Tokyo Blues

Helsinki-based photographer Nurri Kim recently released the first Do Projects book Tokyo Blues in collaboration with former Tokyo-resident Adam Greenfield.

The publication, which can be downloaded for free, contains an interesting photo series focusing on just one peculiar thing you find everywhere in the Japanese capital: the common blue PVC plastic construction tarp. “I doubt you could spend half a day in any of the wards of central Tokyo without tripping over a dozen of them”, Greenfield explains. The ‘ubiquitous tarp’ has many roles, which are profoundly investigated by Kim.

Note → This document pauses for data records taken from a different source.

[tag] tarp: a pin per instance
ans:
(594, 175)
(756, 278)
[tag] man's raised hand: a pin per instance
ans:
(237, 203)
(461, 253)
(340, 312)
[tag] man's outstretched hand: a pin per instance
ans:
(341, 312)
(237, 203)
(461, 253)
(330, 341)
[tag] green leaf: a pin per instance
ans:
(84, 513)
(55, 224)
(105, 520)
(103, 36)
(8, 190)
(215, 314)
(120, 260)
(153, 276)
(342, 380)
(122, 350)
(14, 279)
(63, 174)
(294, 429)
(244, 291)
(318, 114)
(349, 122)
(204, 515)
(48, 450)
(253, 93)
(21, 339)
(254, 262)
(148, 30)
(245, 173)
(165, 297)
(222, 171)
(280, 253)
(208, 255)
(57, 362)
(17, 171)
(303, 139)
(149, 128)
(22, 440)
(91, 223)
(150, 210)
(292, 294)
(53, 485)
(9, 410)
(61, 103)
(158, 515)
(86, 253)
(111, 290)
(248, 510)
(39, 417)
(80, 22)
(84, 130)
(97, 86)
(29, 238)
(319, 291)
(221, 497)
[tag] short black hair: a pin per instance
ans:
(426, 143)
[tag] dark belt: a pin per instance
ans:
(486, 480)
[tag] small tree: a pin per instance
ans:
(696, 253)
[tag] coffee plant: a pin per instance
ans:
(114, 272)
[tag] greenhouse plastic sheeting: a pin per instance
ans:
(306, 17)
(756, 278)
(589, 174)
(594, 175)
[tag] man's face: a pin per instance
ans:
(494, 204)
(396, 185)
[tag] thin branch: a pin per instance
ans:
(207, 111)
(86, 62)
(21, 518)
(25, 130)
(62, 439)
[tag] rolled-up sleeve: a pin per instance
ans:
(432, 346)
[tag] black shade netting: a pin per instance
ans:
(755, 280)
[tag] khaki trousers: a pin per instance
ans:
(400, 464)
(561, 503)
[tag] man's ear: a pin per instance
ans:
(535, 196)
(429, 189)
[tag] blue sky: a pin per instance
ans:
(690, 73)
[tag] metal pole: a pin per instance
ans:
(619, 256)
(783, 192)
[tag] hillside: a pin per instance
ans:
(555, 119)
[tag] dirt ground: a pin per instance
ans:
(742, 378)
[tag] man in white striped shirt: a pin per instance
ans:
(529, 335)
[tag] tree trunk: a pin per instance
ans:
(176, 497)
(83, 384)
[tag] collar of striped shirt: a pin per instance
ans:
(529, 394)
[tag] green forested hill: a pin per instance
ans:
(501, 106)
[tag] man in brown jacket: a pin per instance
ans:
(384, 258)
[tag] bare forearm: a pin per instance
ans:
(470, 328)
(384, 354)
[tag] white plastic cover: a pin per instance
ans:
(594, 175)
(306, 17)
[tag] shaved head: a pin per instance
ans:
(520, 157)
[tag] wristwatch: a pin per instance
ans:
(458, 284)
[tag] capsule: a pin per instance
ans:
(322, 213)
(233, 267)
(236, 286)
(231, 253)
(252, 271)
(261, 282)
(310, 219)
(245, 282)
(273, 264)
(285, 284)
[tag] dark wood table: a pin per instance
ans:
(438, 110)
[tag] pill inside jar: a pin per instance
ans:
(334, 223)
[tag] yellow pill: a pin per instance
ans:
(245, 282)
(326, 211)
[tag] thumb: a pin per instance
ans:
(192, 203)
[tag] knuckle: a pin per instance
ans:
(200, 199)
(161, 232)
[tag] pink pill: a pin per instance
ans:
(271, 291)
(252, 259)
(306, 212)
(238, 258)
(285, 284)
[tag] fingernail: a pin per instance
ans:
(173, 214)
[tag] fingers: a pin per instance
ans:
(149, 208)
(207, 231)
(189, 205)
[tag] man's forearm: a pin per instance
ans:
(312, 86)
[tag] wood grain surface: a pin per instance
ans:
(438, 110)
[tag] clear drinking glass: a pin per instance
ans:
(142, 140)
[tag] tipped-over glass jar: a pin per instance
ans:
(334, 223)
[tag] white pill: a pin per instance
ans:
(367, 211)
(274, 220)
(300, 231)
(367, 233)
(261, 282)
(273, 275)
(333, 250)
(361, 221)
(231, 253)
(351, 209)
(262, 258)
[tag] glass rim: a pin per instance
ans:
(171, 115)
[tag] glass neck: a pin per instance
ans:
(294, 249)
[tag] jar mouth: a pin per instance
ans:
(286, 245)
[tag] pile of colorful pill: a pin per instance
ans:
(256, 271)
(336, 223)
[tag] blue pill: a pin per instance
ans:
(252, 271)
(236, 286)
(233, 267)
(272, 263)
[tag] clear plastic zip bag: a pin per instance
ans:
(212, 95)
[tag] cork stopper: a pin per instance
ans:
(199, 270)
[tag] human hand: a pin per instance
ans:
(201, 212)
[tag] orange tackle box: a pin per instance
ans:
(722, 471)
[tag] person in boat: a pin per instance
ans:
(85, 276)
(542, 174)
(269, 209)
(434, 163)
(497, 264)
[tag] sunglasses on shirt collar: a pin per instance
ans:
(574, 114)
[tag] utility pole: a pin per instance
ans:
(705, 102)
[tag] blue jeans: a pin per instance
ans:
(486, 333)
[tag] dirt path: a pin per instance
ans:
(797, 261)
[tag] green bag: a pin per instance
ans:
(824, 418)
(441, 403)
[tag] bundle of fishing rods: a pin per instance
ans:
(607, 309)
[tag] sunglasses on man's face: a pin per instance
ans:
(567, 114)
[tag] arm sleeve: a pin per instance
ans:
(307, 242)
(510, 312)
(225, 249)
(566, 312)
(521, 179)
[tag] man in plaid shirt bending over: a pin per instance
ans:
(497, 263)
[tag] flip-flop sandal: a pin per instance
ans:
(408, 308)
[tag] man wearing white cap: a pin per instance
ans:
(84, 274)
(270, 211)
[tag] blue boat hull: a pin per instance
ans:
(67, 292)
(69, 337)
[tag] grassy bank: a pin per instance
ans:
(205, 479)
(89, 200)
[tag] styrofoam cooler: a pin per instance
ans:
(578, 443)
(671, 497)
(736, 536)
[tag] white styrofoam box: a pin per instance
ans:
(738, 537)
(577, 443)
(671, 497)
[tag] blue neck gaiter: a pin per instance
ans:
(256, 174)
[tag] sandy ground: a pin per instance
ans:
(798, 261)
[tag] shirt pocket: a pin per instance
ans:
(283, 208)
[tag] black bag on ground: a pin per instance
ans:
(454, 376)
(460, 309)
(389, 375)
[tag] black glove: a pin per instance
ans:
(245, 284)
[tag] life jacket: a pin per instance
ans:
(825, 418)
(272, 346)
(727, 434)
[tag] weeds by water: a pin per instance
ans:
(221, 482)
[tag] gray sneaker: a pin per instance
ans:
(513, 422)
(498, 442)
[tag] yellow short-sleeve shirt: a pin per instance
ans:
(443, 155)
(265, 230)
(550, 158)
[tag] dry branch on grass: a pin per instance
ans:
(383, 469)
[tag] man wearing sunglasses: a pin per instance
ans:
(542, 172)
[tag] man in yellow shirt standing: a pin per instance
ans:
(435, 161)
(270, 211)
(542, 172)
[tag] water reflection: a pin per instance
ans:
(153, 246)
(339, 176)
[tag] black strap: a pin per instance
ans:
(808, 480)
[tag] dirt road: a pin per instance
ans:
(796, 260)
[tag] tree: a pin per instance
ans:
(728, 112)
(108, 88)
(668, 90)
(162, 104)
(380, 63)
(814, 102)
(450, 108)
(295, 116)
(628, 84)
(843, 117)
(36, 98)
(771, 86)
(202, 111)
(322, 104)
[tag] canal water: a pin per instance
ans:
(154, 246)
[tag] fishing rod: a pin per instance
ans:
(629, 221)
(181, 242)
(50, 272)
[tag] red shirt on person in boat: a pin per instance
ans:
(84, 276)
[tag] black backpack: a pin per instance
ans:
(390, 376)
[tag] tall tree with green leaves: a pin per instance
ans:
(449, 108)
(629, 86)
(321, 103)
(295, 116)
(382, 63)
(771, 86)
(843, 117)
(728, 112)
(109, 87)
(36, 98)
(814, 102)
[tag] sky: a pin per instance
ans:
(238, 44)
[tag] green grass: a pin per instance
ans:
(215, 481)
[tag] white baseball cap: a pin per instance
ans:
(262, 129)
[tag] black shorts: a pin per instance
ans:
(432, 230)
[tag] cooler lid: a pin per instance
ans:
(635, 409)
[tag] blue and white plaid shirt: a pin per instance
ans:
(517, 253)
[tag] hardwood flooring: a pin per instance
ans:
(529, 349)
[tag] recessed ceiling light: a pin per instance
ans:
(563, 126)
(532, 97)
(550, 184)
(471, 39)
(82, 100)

“From construction sites and homeless settlements to cherry-blossom viewing parties in the park, the ubiquitous blue tarp is a constant of Japanese life and a bearer of multiple registers of meaning. In sixty-four images from the boulevards, alleys, sidestreets and interstitial spaces, ‘Tokyo Blues’ explores these dramatically different contexts, returning something ‘we see too often, and then forget to see’ to full, vivid visibility.”

Tokyo Blues

Aim of the book is to provoke the readers “to see the city around them with new eyes”. As Kim left the tarps blue and turned the rest of the photos black and white, the materials visually scream for attention and emphasize the larger than expected role of the sheets in Tokyo’s public space. Residents of Tokyo use the blue tarps to both draw attention and to deflect it. According to Greenfield, they represent the Japanese soul in different ways: shelter (provisional home, simple protection), property (claimed space), and transition (the place or thing is passing into, or out of, existence). The blue phenomenon is even be considered to be a symbolic form of urban nature which protudes from the grey, concrete metropolis.

Tokyo Blues

Check it out yourself. Click here to download a Creative Commons-licensed PDF of Tokyo Blues, or to purchase a copy. Currently Adam Greenfield is working on a new publication entitled The City Is Here For You To Use, which explores future urban scenarios with increasing roles for ubiquitous computing and smart, networked technologies.